Walking the narrow dirt roads that wind around the sides of La Tigra’s pine covered mountains in his ball-cap and brown “La Tigra National Park” shirt, Christopher stops almost constantly to talk to villagers. An hour long walk to reach a re-forestation site is turned into a two hour walk, but smiles and friendly “holas” mean he has a place to fill his water-jug in the afternoon sun or store his tools before the long walk home.

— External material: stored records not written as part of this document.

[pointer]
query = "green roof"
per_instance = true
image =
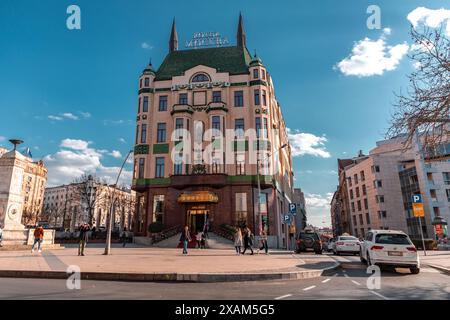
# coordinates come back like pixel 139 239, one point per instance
pixel 234 60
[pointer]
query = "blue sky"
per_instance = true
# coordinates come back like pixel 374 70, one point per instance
pixel 73 94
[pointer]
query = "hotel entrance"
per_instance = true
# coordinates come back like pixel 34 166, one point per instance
pixel 196 219
pixel 199 206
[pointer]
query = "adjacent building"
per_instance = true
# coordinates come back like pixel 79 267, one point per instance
pixel 89 201
pixel 380 186
pixel 209 132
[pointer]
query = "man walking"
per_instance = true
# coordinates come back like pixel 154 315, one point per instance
pixel 38 238
pixel 83 238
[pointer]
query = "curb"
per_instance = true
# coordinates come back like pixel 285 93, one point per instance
pixel 172 277
pixel 437 267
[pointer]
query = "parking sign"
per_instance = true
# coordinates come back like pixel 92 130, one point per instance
pixel 293 208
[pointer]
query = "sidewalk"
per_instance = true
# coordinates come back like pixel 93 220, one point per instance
pixel 436 259
pixel 156 264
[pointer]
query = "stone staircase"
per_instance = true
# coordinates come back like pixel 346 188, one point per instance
pixel 213 242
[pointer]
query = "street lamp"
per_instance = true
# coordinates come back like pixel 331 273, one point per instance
pixel 108 235
pixel 259 186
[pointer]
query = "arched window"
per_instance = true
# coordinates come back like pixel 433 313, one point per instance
pixel 201 77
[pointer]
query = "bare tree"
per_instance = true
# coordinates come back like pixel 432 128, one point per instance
pixel 425 108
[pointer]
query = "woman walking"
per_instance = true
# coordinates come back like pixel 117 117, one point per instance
pixel 248 241
pixel 238 241
pixel 185 238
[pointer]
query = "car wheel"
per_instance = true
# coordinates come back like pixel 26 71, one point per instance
pixel 414 270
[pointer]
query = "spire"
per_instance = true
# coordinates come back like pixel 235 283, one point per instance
pixel 241 41
pixel 173 43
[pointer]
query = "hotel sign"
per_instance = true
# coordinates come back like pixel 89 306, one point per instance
pixel 207 39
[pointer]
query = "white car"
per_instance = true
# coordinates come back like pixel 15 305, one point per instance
pixel 346 244
pixel 390 248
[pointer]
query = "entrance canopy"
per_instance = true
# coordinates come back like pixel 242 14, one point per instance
pixel 198 196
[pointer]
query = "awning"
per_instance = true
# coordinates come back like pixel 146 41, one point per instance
pixel 198 196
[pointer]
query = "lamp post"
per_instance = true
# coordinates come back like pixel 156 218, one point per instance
pixel 259 187
pixel 111 213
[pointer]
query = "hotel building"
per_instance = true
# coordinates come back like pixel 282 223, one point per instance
pixel 215 179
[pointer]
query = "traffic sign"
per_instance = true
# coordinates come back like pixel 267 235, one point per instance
pixel 418 210
pixel 293 208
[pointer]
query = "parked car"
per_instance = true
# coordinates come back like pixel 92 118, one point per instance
pixel 390 248
pixel 346 244
pixel 330 246
pixel 309 240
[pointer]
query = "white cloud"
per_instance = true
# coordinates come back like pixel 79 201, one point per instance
pixel 55 118
pixel 70 116
pixel 145 45
pixel 115 154
pixel 85 115
pixel 430 18
pixel 318 209
pixel 307 144
pixel 373 57
pixel 76 158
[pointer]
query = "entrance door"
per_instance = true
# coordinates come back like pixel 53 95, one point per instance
pixel 196 219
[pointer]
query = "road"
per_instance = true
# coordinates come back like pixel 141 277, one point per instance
pixel 349 282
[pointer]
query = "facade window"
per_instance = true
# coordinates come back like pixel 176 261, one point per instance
pixel 159 167
pixel 239 98
pixel 137 134
pixel 141 170
pixel 217 96
pixel 216 122
pixel 240 164
pixel 239 128
pixel 162 103
pixel 158 208
pixel 257 100
pixel 145 106
pixel 200 78
pixel 144 133
pixel 258 127
pixel 161 134
pixel 182 98
pixel 266 129
pixel 446 176
pixel 255 73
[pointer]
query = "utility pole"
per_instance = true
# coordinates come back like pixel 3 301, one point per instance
pixel 111 213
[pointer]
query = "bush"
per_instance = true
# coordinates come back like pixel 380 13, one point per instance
pixel 156 227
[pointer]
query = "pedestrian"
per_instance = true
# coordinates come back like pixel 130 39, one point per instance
pixel 38 238
pixel 83 238
pixel 198 238
pixel 238 241
pixel 1 236
pixel 203 241
pixel 248 240
pixel 263 239
pixel 185 238
pixel 124 237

Volunteer work is also a part of Amitigra’s preservation strategy. Recruiting volunteers from placement organizations in Great Britain, France and Canada, Lopez says volunteer work is a key to sustainability. “It’s two-way work,” he says. In exchange for experience in a special protected area, Lopez says the volunteers provide valuable help to Amitigra’s efforts. “We accept volunteers so we can learn from them, and so we can teach them,” he says.

Amitigra has been working with volunteer placements for several years, and has recently begun a relationship with a U.K. agency, I-to-I. Offering six-week conservation internships to volunteers, I-to-I currently has its second group of volunteers bunked in at the El Rosario lodge.

The shared rooms are small, the showers are freezing, and the work is hard, but the four female volunteers say they are enjoying their experience in the mountains of La Tigra. Lopez says the volunteer tasks are designed according to Amitigra’s priorities, and that means the work isn’t always glamorous.

Shoveling wet soil into small plastic bags, and making tree holes with a pick on the steep, overgrown sides of a mountain may not be what she had in mind, but Annie Johnson isn’t about to back away. “I came here expecting to do some hard work,” she says. “We’ve shown that girls can get mud in their hair and break their nails.”

Ambitions and ability aside, Lopez says he worries about the women’s safety, and has kept them from participating in certain projects because he felt the work was too difficult. Volunteer Liz Gascoyne says she notices Amitigra’s tendency to limit the women’s involvement.

“They’ve got a lot of girls here,” she said. “And they’re not used to girls doing manual work. But we’ve told them we don’t care, and now they’ve made us work.”

Lopez estimates that Amitigra has improved overall park conditions by 80 percent, and says they plan to continue the strategy of maintaining the park with help from local residents, employees and volunteers.

“We’re kind of like pioneers,” says volunteer Kasia Brooks. “Just by being here we’ve accomplished something for Honduras.”